On the data front, ESSA requires state and local education agencies to publish annual “report cards” on measures of school quality; climate; and safety, including information on in-school suspensions, out-of-school suspensions, expulsions, school-related arrests, referrals to law enforcement, chronic absenteeism, and incidents of violence (including bullying and harassment). Initially, in January 2017, the US Education Department advised state and local education agencies collect ESSA data in a way that is consistent with the CRDC. (This "non-regulatory guidance" was subsequently rescinded by the Trump Administration.) These “report cards” for 2017-2018 school year must be released to the public by Dec 31, 2018. Note that ESSA report cards are to come out every year, while the federal CRDC is collected and released every other year.

The Task Ahead

We must actively ensure these requirements are met. Our job is to make sure that that this data is collected, released to the public, and done in a way that is timely and accurate.

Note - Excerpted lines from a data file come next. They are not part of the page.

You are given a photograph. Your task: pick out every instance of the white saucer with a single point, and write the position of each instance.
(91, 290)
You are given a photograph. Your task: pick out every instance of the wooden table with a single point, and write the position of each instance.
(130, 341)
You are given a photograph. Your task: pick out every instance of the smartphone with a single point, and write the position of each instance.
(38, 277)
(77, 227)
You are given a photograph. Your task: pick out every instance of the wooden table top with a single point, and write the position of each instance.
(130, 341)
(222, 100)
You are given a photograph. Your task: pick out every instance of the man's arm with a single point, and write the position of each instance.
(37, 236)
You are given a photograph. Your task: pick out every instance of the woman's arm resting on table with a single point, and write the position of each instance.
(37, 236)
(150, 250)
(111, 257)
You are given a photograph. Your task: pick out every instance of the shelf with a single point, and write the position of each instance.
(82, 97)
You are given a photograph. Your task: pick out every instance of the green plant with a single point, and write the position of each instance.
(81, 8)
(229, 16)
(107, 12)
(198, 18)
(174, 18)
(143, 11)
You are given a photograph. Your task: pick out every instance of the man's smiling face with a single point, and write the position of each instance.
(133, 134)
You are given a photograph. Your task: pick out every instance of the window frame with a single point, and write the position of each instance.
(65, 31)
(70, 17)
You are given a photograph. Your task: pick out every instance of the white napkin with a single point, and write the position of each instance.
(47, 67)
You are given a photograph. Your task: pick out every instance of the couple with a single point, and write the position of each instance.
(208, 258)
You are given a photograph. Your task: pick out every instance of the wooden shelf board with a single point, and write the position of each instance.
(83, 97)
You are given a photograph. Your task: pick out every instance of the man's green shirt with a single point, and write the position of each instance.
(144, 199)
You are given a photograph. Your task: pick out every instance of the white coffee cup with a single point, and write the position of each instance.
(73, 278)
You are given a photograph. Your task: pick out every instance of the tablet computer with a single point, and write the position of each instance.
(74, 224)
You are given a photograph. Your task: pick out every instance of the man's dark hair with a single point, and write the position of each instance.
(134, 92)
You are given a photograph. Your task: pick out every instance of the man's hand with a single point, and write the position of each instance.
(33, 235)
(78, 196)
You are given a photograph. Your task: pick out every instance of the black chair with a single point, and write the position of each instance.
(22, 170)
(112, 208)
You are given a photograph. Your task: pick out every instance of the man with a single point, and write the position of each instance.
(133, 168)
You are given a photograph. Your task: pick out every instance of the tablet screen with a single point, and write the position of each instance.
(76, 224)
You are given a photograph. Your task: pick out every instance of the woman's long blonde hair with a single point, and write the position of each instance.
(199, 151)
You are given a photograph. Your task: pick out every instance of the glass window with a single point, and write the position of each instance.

Here are some things we can do:

  • Get involved with the development of state ESSA plans. Make sure they address discipline and school climate issues.

  • Make sure that local and state agencies include information about discipline rates and disparities in their annual report cards.

  • Publicize these findings within school communities. Advocate that an action plan be developed to address problem areas.

  • Support legislation and local and state agency policy-making that requires data monitoring and corrective action.

  • Challenge bad data. I have discovered many instances in which data understates arrests and exclusionary discipline. Demand that it be corrected.

We must build a strong civil rights presence at local and state levels. We have tools to work with. Let’s use them.


Update - January 28, 2021

Full compliance with the ESSA requirement that education agencies report discipline data on annual report cards has been a problem in most states. While agencies have posted report cards, those reports cards do not include discipline and arrest data for the reported school year. Many school and state agencies post older discipline data. For example, the Pennsylvania Department of Education's ESSA report cards for public schools in the state for 2018, 2019 and 2020 report discipline data drawn from the 2015 CRDC, although more up-to-date data is available.


A growing number of states have adopted laws that require education agencies to collect and report discipline data. They include Arkansas, Colorado, Delaware, Hawaii, Kentucky, Louisiana, Massachusetts, Rhode Island, and the city of New York. Full details can be found here.



Harold Jordan is Nationwide Education Equity Coordinator at the American Civil Liberties Union of Pennsylvania and the author of Beyond Zero Tolerance: Discipline and Policing in Pennsylvania Public Schools.